Except when I was outside, just walking. When I would just let movement happen, rather than try to control it.
When I’d go for a walk, I’d get out of my own head for a bit. When I would hit a trail and lose myself in nature, even if it was just the local city-maintained trail by our house, I could let all that other stuff go for a bit.
I could move how I wanted to move, I could take pictures, I could think, I could relax, I could hope and dream and be happy. I could be at ease, both in my movement and within myself. I could reconnect with myself, with the world.
It was my time. Just me and nature. And nature has no expectation, no judgement, no rules, no ideal ways of moving, no coaching, no corrections.
I was free to just be myself, to move and think how I wanted to, to just be Jo.
That’s what I want for everybody, for them to feel free to be themselves, to move and think how they want to, to not be afraid to express themselves through movement, through art, through words, through images…through whatever it is that allows you to just be you.

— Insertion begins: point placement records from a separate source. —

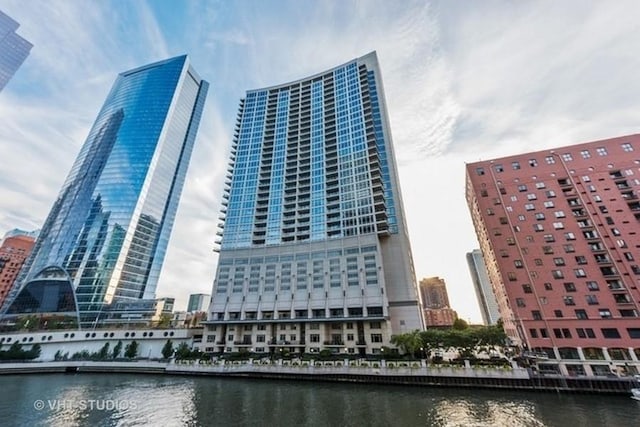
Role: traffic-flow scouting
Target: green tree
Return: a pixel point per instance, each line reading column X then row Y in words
column 34, row 352
column 167, row 350
column 183, row 351
column 117, row 349
column 131, row 350
column 460, row 324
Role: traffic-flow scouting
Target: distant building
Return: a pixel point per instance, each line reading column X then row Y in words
column 13, row 49
column 559, row 233
column 433, row 291
column 13, row 252
column 482, row 285
column 138, row 313
column 435, row 302
column 198, row 302
column 109, row 228
column 440, row 317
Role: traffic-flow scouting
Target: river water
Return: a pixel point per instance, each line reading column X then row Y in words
column 141, row 400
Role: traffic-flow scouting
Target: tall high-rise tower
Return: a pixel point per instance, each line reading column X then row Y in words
column 13, row 49
column 109, row 227
column 314, row 251
column 482, row 285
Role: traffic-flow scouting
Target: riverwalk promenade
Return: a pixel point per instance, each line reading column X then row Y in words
column 417, row 373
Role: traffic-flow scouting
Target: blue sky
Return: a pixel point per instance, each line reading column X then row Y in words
column 464, row 81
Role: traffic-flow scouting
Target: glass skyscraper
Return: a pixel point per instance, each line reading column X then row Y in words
column 13, row 49
column 314, row 252
column 110, row 225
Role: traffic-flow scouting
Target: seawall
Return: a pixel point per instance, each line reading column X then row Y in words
column 403, row 373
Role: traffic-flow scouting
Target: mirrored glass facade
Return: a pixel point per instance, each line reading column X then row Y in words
column 13, row 49
column 312, row 226
column 110, row 225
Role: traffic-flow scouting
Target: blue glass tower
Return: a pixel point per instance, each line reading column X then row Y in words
column 110, row 225
column 314, row 251
column 13, row 49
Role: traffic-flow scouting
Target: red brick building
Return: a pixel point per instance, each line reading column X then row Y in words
column 559, row 230
column 13, row 252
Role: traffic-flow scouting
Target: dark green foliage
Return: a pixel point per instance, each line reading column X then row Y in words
column 15, row 352
column 131, row 350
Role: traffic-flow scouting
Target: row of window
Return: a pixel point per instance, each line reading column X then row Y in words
column 565, row 333
column 567, row 157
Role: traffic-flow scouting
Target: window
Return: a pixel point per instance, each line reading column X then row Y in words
column 581, row 314
column 610, row 333
column 580, row 260
column 593, row 286
column 592, row 299
column 376, row 337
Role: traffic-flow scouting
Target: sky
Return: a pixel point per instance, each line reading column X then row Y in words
column 464, row 81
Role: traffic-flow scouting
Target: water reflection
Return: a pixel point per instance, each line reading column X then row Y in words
column 137, row 400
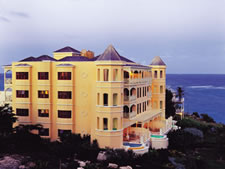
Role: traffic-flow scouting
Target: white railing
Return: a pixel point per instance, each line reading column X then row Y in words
column 129, row 115
column 129, row 98
column 137, row 80
column 8, row 99
column 168, row 126
column 8, row 81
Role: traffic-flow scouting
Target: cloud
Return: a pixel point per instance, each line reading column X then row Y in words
column 19, row 14
column 4, row 19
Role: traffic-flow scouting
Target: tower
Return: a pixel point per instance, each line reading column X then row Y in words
column 109, row 89
column 158, row 84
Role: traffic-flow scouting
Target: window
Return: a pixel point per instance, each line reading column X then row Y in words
column 98, row 75
column 115, row 74
column 22, row 75
column 98, row 122
column 98, row 99
column 64, row 95
column 140, row 107
column 161, row 104
column 133, row 125
column 161, row 89
column 43, row 94
column 115, row 123
column 64, row 132
column 42, row 75
column 155, row 104
column 105, row 101
column 64, row 114
column 155, row 89
column 22, row 93
column 115, row 99
column 106, row 74
column 139, row 125
column 161, row 74
column 137, row 108
column 43, row 132
column 22, row 112
column 155, row 74
column 105, row 123
column 64, row 75
column 43, row 113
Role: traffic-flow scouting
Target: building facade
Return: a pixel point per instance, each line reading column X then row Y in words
column 109, row 97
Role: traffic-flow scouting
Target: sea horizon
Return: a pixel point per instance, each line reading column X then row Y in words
column 203, row 93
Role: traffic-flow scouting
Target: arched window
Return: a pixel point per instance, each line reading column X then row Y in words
column 106, row 74
column 155, row 74
column 98, row 75
column 115, row 99
column 161, row 74
column 98, row 122
column 115, row 123
column 105, row 123
column 105, row 99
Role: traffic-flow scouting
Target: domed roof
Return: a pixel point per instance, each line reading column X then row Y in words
column 157, row 61
column 109, row 54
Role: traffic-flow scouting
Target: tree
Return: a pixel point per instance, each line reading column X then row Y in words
column 7, row 118
column 180, row 93
column 170, row 109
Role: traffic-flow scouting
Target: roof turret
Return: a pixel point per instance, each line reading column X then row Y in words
column 157, row 61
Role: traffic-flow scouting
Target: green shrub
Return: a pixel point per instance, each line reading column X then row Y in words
column 181, row 140
column 188, row 122
column 207, row 118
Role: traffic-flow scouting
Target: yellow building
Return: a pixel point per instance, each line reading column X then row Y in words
column 109, row 97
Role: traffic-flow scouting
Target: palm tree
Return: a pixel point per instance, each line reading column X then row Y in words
column 7, row 118
column 180, row 93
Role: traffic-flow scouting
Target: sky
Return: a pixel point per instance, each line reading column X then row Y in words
column 189, row 35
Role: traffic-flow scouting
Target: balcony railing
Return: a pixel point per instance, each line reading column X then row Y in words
column 129, row 98
column 137, row 80
column 129, row 114
column 8, row 81
column 8, row 99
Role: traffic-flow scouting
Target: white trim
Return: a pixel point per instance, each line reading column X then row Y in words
column 110, row 81
column 22, row 102
column 60, row 123
column 109, row 111
column 70, row 85
column 109, row 87
column 119, row 106
column 114, row 131
column 58, row 104
column 41, row 122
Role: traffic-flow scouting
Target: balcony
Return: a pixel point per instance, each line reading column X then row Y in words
column 129, row 98
column 8, row 81
column 129, row 112
column 129, row 94
column 8, row 99
column 129, row 115
column 137, row 80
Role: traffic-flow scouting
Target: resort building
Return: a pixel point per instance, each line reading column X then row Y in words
column 111, row 98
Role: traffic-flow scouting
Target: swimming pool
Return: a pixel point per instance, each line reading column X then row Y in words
column 132, row 144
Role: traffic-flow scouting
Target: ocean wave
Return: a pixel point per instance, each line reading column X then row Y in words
column 208, row 87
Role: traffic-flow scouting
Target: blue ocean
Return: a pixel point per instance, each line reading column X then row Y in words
column 203, row 93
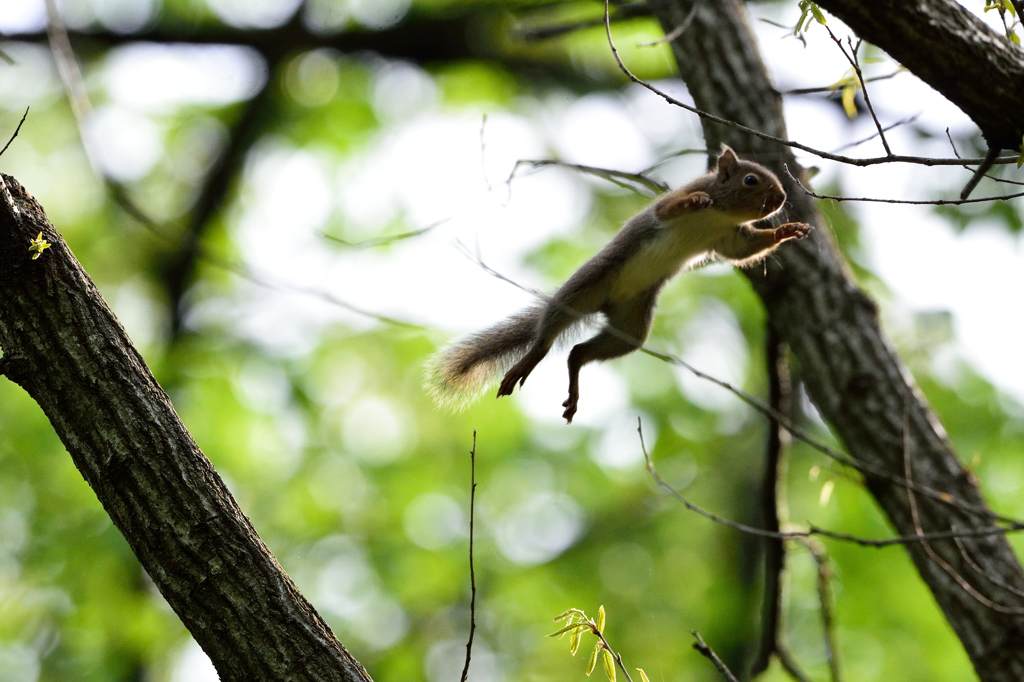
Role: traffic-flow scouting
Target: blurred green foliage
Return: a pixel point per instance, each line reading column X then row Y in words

When I’m out in nature, walking and wandering, I am found
“But the beauty is in the walking–we are betrayed by the destinations”
– Gwyn Thomas
Note: The movement characteristics of effortlessness, softness, warmth, and surprise were introduced to me during Barrett Dorko‘s talk on instinctive movement and his therapeutic approach to pain management. The thoughts and interpretations shared in this post are taking some of what he said out of the clinic and into my own life, and as such don’t necessarily reflect what he was trying to convey at the Pain Summit. For a more accurate depiction, I highly recommend you check out Barrett’s website, he is a prolific essayist with many thought-provoking and entertaining posts. And you can learn more about ideomotion and counter-cultural movement – it’s good stuff.
As always, thanks for reading my post, folks! I’m going to be continuing with posts on movement, creativity, and self-expression, with some in the works on how I think snowboarding helped me get out of a biomechanistic rut and another on how we all could all do well to channel our inner child and just play and fidget and move how we want to move, dammit.